De loopvloeistof (mobiele fase) wordt door het papier (stationaire fase) opgezogen en kruipt langzaam omhoog. De kleurstoffen lossen op in de loopvloeistof als deze het opbrengpunt passeert. De kleurstof met de grootste oplosbaarheid in de gekozen loopvloeistof en het kleinste aanhechtingsvermogen aan het papier, wordt het snelst door de loopvloeistof mee naar boven getransporteerd. Hoe slechter de oplosbaarheid of hoe sterker het aanhechtingsvermogen, hoe meer een kleurstof achterblijft bij het omhoog kruipende vloeistoffront. Op deze manier kunnen we vaststellen uit hoeveel bestanddelen en uit welke bestanddelen een kleurstofmengsel bestaat. Het papier met de verschillende kleurvlekken noemen we het chromatogram.
Animatie papierchromatografie
Papierchromatografie (de stationaire fase is papier) is een eenvoudige vorm van chromatografie. Aangezien de mobiele fase een vloeistof is, spreken we ook wel van vloeistofchromatografie.
Gaschromatografie is een vorm van chromatografie, waarbij we stromend gas gebruiken als mobiele fase. Dit gas noemen we het draaggas. Het heeft dezelfde functie als de loopvloeistof bij papierchromatografie.
De stationaire fase kan ook hier een vaste stof zijn, maar meestal is het een vloeistof die als een coating op korreltjes vaste stof zit of als een film op de wand van een capillair.
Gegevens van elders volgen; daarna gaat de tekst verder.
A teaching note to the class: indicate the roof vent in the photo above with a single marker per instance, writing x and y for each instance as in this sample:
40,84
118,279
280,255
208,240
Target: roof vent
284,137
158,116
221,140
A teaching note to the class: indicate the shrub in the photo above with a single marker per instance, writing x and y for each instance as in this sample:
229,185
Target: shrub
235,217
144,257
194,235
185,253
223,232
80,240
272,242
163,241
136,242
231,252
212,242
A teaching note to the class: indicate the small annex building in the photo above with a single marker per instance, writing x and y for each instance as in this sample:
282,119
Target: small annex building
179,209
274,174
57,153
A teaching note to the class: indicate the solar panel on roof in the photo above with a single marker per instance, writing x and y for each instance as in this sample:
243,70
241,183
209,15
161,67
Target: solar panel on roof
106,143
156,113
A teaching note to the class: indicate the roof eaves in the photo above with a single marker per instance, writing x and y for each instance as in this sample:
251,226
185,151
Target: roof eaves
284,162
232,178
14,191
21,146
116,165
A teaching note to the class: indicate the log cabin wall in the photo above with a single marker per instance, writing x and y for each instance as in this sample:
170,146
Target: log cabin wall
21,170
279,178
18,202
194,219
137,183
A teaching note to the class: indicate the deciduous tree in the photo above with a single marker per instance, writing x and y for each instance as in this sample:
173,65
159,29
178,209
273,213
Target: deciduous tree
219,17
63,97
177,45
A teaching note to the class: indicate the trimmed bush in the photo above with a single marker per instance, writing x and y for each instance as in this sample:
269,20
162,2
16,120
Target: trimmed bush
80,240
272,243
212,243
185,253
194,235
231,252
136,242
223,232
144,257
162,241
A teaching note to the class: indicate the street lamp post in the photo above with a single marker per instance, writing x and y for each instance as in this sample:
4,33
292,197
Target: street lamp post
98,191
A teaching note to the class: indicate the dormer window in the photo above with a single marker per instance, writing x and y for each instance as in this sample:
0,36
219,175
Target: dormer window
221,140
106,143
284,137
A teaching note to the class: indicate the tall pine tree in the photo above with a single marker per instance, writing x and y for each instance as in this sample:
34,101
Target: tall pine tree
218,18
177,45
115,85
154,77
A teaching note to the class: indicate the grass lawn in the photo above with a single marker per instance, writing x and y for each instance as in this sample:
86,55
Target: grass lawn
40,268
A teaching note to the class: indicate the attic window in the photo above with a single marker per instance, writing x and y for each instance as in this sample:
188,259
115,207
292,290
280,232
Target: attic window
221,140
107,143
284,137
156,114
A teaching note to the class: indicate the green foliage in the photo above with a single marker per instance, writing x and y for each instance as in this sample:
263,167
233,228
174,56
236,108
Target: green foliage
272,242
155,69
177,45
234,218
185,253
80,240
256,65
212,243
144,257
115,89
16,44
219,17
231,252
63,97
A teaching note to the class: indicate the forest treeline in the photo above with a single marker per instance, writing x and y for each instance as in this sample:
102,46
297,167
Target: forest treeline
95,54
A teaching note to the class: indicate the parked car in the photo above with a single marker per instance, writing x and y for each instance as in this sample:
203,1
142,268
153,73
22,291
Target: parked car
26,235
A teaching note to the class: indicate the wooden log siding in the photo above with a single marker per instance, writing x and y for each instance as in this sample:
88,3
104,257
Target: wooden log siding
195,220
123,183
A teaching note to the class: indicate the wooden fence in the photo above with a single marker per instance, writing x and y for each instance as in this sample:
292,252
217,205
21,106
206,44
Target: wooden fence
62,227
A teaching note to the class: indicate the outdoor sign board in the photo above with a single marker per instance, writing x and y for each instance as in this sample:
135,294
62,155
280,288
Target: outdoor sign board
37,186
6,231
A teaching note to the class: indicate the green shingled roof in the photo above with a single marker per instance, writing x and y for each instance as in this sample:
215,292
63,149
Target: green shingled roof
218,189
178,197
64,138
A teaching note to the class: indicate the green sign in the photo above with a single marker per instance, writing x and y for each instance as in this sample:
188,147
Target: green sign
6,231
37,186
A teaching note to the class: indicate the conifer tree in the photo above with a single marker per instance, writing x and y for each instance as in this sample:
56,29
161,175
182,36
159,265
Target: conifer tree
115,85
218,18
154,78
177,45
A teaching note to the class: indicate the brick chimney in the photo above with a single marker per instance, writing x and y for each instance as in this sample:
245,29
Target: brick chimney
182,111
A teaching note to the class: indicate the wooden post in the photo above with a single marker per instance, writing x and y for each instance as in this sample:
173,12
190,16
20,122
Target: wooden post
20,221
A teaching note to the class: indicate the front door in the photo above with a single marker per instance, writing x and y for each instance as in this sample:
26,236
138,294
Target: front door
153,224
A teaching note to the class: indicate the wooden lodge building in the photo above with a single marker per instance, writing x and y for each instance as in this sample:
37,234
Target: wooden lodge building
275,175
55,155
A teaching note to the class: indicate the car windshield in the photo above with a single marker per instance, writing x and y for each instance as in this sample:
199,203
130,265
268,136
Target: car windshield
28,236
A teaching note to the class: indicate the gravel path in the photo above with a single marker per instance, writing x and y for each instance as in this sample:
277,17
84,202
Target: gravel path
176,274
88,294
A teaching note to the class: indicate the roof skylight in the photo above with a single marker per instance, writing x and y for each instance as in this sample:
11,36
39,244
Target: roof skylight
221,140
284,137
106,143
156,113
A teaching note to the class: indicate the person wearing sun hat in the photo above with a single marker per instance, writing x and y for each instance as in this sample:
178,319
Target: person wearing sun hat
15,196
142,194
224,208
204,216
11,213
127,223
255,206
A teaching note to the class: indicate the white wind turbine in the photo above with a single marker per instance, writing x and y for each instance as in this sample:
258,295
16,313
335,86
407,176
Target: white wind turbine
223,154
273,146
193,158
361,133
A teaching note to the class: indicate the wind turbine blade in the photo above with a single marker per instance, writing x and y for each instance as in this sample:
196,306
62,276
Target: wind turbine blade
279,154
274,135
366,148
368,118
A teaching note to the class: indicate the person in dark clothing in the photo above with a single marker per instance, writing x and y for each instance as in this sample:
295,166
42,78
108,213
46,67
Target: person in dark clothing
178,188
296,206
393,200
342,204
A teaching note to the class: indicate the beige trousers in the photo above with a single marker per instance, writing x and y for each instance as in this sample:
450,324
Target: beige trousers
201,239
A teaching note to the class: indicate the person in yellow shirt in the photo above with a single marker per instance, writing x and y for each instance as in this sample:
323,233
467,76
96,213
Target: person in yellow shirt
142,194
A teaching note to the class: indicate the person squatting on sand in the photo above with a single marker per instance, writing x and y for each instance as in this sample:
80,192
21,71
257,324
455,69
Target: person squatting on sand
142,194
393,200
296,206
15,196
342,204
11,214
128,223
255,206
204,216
In het geval van een vaste stof als stationaire fase treedt er adsorptie van het gas op, in het geval van een vloeistof als stationaire fase treedt er absorptie van het gas op.
Het gas leiden we door een lange dunne buis, gevuld met een stationaire fase bestaande uit kleine korrels waaromheen een dunne vloeistoffilm is gehecht (het absorbens). Het te analyseren monster injecteren we aan het begin van de buis. Rond het injectiepunt is de temperatuur zo hoog dat het monster direct verdampt. De mate van oplossen van de stof in de vloeistofilm bepaalt in dit geval de loopsnelheid van de te scheiden componenten.
Als het draaggas stil zou staan, zou er zich voor iedere component een verdelingsevenwicht instellen: er ontstaat een typische verhouding tussen de hoeveelheid van een component in de vloeistoffase en de hoeveelheid van die component in de gasfase. Doordat het gas beweegt, wordt dit evenwicht echter voortdurend verstoord, maar het probeert zich overal in de kolom wel weer voortdurend in te stellen. Op die manier beweegt een component meer of minder snel door de kolom. Een component die bij voorkeur in de vloeistoffase zit, zal er relatief lang over doen om de hele kolom te passeren.